Тетка погладила его по голове, сказала:

— Видно, сирота. Али так, балованной жизни ищешь? — взяла кошель и ушла.

Ласка незнакомой тетки бездомному Фильке — как масло по душе. Но слюни пускать некогда: служащий схватил его чайник, крикнул:

— Наматывай за мной!

С наслаждением принюхиваясь, Филька жует свежий деревенский хлеб, пьет чай, внимательно обшаривает взглядом каждый стол.

— Дед! — вдруг радостно крикнул Филька, приподнялся и снова сел.

В углу около окна пил чай старый слепец Нефед. Возле него — сухопарый небольшой мальчишка; волосы у него черные, в скобку; лицо острое, худое; передний зуб торчит и выпирает верхнюю губу.

«Чисто суслик», — с некоторым злорадством подумал Филька про нового поводыря и горестно вздохнул,

А дед Нефед показался ему самым родным и самым близким.

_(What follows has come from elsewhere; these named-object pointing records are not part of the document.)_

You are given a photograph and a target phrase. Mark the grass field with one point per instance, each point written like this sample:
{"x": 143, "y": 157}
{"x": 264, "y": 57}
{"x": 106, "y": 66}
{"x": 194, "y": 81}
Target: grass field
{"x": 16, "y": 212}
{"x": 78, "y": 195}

Эх, дурак, дурак! Зачем он бросил деда мотаться на старости лет с каким-то паршивым сусликом? Нехорошо поступил Филька, не по правде,

Он жадно вглядывался в черты милого бородатого лица, пытливо изучал это лицо, словно впервые его видел. Изжелта-пепельные волосы деда густо спускались на изрытый морщинами бурый потный лоб. Незрячие, покрытые бельмами глаза сидели глубоко в орбитах, и над ними козырьком хохлатые брови. Вид деда угрюм, печален.

Деду жарко: он расстегнул ворот рубахи, отер рукавом взмокшее лицо.

«Жарко тебе, дедушка Нефед? — мысленно спросил Филька, — Ишь утирается… Старичок приятный мой…»

Близко от деда сидела пьяненькая компания. Похожий на церковного старосту почтенный седой старик в пиджаке расслаб душою, выдохнул из широкой груди воздух, крикнул:

— Эх, господи! Песню бы… Ну, страсть до чего люблю песни слушать.

И едва он кончил, как Нефед поднялся со своим поводырем, отер усы и запел древнюю стихиру об Алексее, человеке божьем.

— Ишь запел дедушка Нефед, — с восхищением сказал самому себе Филька и заулыбался.

Маленький, остролицый, как суслик, новый поводырь звонко вторил деду сильным детским голосом. Но, видимо, он слова знал плохо и, в упоении закрыв глаза, вел одну мелодию.